AGATHA CHRISTIE – Funerals Are Fatal. Dodd Mead, hardcover, 1953. First published in the UK as After the Funeral by Collins, hardcover, 1953. First paperback printing in the US: Pocket #1003, 1954. Reprinted many times. Film: MGM, 1963, as Murder at the Gallop.

   Hercule Poirot’s self-proclaimed procedure in investigating a case is to study the people involved, listen to them (sometimes surreptitiously), and above all engage them in conversation. Talk to a murderer long enough, he believes, and he (or she) will say something, perhaps very innocuously, that will give himself (or herself) away.

   And so it is in Funerals Are Fatal. It takes the full first chapter, a family tree and a Cast of Characters to identify all of the players firmly in the reader’s mind, but because each of the surviving members of the newly deceased Richard Abernathy’s family are such distinct individuals, as delineated so (seemingly) easily by Agatha Christie, it is not difficult to keep the various players straight from that point on.

   Not that Poirot doesn’t rely on physical evidence as well, for he does, even going so far as to hire a private detective himself, a task absolutely necessary to check out alibis and so on — not Poirot’s forte at all.

   The story. After Richard Abernathy’s funeral, his youngest sister Cora, a bit of an innocent, asks the question that perhaps the entire family (all in need of ready funds, it almost goes without saying) is also wondering: “But he was murdered, wasn’t he?”

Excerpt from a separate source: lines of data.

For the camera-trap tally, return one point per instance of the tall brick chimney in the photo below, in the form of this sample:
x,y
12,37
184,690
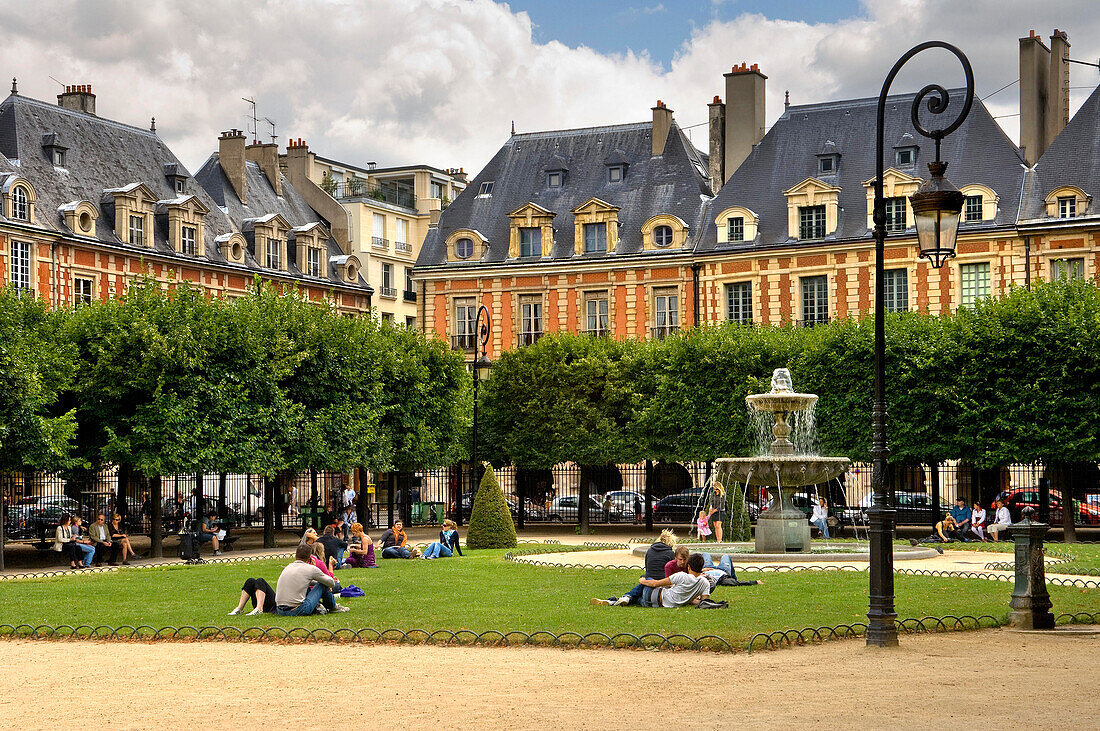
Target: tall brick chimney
x,y
231,157
745,106
662,122
78,98
717,156
1044,92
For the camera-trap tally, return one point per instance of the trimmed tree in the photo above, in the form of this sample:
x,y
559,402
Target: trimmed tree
x,y
491,524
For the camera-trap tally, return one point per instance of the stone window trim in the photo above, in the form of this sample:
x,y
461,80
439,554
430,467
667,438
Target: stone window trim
x,y
530,216
595,210
19,199
809,194
1081,201
649,230
480,245
750,223
80,217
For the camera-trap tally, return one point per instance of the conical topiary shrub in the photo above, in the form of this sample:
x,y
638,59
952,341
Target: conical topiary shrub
x,y
491,524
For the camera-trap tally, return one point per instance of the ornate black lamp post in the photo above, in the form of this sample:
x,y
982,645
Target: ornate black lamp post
x,y
936,207
482,331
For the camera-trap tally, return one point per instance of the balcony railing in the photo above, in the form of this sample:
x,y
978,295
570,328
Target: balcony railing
x,y
387,194
528,338
464,342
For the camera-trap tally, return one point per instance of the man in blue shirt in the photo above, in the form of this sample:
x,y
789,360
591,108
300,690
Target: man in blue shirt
x,y
961,516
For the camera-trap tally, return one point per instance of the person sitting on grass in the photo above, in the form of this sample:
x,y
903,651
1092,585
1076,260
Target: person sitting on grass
x,y
261,594
680,589
210,531
334,549
447,544
121,539
303,588
395,542
360,549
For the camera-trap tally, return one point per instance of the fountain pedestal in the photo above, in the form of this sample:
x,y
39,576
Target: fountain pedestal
x,y
782,528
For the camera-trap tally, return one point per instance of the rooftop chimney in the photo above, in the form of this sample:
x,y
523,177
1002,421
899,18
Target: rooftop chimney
x,y
662,122
78,98
1044,92
717,118
265,154
231,157
745,106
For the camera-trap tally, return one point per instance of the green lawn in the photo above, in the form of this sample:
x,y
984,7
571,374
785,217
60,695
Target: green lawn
x,y
482,591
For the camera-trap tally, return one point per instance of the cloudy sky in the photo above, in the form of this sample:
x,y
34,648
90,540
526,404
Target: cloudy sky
x,y
439,81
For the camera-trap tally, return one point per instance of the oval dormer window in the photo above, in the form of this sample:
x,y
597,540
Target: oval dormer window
x,y
464,248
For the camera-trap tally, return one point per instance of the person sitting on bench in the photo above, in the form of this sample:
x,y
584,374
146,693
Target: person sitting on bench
x,y
303,588
211,532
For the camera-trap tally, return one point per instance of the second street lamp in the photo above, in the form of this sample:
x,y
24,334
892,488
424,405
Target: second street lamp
x,y
936,207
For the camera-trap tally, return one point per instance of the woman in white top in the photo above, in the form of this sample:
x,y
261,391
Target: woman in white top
x,y
820,517
1001,520
978,520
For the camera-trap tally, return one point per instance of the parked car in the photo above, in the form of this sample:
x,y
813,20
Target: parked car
x,y
565,509
1088,513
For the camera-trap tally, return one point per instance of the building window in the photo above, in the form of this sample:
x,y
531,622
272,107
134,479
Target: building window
x,y
814,300
138,230
971,208
273,252
735,229
666,312
530,242
811,222
20,205
739,302
21,265
465,314
975,279
595,306
187,240
595,237
895,213
464,248
1067,269
530,316
895,284
81,290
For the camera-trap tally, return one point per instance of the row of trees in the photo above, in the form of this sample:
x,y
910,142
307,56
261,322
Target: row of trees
x,y
165,381
1013,379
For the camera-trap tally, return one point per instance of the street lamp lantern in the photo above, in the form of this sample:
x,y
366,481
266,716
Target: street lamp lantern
x,y
937,207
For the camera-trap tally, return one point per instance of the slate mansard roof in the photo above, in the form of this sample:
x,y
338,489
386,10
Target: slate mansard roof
x,y
101,155
673,183
978,152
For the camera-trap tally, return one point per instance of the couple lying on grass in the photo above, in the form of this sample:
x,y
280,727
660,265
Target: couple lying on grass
x,y
684,579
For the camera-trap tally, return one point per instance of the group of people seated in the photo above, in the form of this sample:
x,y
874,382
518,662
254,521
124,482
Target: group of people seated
x,y
85,547
966,524
308,585
677,577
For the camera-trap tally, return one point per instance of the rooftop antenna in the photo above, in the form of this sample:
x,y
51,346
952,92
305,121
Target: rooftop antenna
x,y
255,120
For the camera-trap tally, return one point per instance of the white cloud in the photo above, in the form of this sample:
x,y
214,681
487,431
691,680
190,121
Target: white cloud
x,y
438,81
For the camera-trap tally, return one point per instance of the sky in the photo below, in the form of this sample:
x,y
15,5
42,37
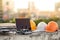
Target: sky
x,y
43,5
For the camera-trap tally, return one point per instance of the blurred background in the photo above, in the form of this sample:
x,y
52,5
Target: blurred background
x,y
37,10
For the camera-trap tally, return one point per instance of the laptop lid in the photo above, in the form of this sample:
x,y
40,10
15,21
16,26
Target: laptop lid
x,y
23,23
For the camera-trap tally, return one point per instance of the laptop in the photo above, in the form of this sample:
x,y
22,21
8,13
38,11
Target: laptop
x,y
23,25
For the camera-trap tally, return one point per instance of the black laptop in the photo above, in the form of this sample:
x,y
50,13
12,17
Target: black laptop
x,y
23,24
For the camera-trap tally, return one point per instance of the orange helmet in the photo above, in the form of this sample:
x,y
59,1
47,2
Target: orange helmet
x,y
52,26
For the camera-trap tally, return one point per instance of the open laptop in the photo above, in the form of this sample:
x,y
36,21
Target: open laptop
x,y
23,25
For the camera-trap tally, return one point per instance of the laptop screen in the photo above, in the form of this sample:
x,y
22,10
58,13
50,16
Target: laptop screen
x,y
23,23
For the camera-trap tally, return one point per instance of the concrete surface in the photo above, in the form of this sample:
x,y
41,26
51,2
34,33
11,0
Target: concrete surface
x,y
33,36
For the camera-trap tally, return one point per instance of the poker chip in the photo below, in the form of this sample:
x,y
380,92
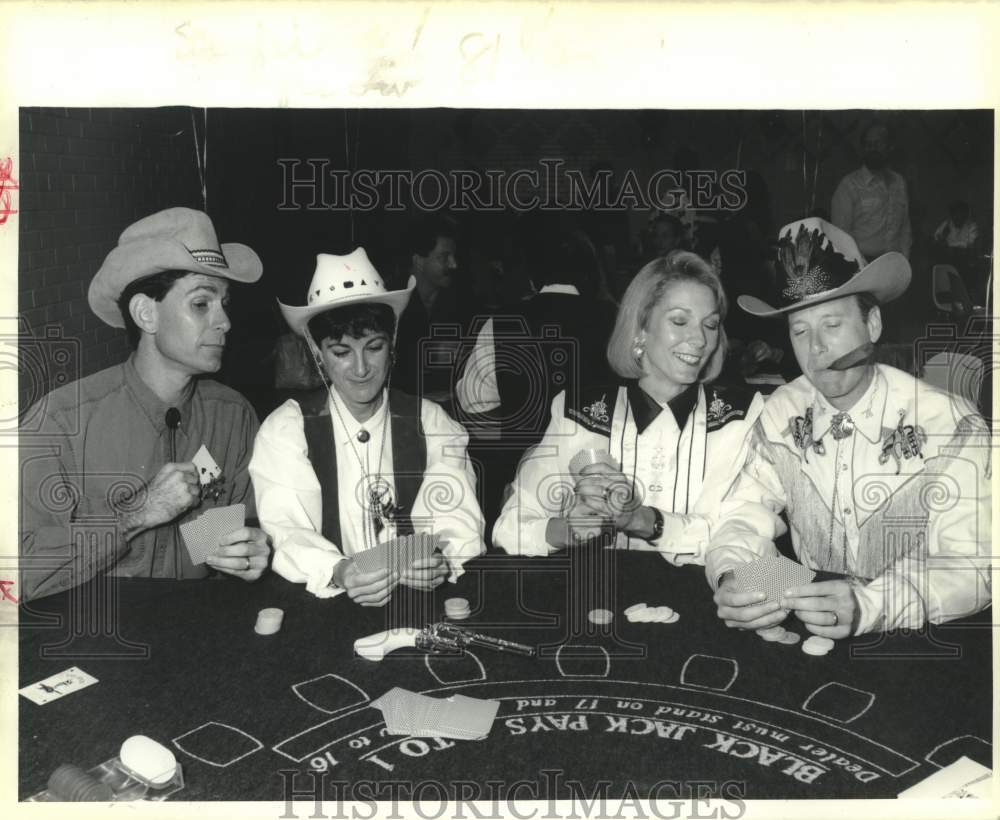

   When Cora is found murdered the next day, the family solicitor takes it upon himself to employ Poirot to make some discreet inquiries, and so he does, in a case in which everyone has a motive and (quite surprisingly) opportunity.

   It is my firm opinion that anyone who claims that they can outwit Agatha Christie when it comes to solving the puzzles she put together when she was at the top of her game, as she is here, is — shall we say — exaggerating? Or very very lucky at guessing. (Maybe that is just sour grapes talking.)